Another security firm, Alien Vault Labs, also noted attempts to install malicious software through the Shellshock defect, including one malware that appeared to be written by Romanian hackers and was trying to connect to 715 other victims.
The intruders have not deployed sophisticated viruses so far but Mr. Ortloff cautioned in an interview that "it is not important what kind of software was installed because, when you can exploit a Web server this way, you can install any software."
Shellshock is the common name of a programming flaw officially known as CVE-2014-6271, which affects Unix-based operating systems, including OS X, which runs Apple's Mac computers. Windows users are not affected.
Those machines use an interface called Bash, which is used to send commands directly to the computer's operating system.
Earlier this month, an independent French programmer, Stéphane Chazelas, discovered that Bash could be tricked into allowing additional codes to be tacked at the end of a command, Most Mac users are safe from Shellshock, Apple said Friday, adding that it was working on a software patch to protect those who are vulnerable.
"The vast majority of OS X users are not at risk to recently reported Bash vulnerabilities," Apple spokeswoman Tara Hendela said in a statement.
"Bash ... has a weakness that could allow unauthorized users to remotely gain control of vulnerable systems. With OS X, systems are safe by default and not exposed to remote exploits of Bash unless users configure advanced UNIX services. We are working to quickly provide a software update for our advanced UNIX users."
The CVE-2014-6271 vulnerability was only made public Wednesday to give programmers who maintain Bash time to develop a remedy.
Four-and-a-half hours after the announcement, "we started seeing scans looking for the vulnerability," Waylon Grange, senior malware researcher at Blue Coat Systems wrote on a company blog.
Like other firms, Alien Vault ran a honeypot operation – a server intentionally set up to draw attackers so their methods could be studied.
"We have had several hits in the last 24 hours," Alien Vault director Jaime Blasco wrote on his company website.

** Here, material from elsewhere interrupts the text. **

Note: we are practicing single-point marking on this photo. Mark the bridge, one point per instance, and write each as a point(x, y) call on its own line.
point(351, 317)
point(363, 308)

One of the malwares detected by Alien Vault appears to be similar to one of those detected by Kaspersky, Mr. Ortloff said.
He said the malware creates a "backdoor" in the infected server, covertly installing a piece of code that can be used to unleash distributed denial-of-service attacks (DDoS).
(In a DDoS, an infected Web server will be commandeered by an intruder to join a network of compromised machines that disable another server by flooding it continuously with bogus requests.) The malware detected by Kaspersky and Alien Vault held a small dictionary of possible default passwords – such as "1234," "guest" or "password" – that it could use to attempt a forced entry elsewhere.
The malicious code isn't sophisticated and appears to have been an older software hastily reconfigured to exploit Shellshock, Mr. Ortloff said.
As such, there is still no evidence that hackers exploited Shellshock before its existence became public this week. The flaw has existed since Bash was developed in the late 1980s.
In Ottawa, "when the government became aware of this vulnerability, all federal government organizations were directed by the Chief Information Officer for the Government of Canada to patch affected systems on a priority basis," Treasury Board spokeswoman Kelly James said in an e-mailed statement.
"For affected systems where no patch is available, departments have been directed to take those systems offline."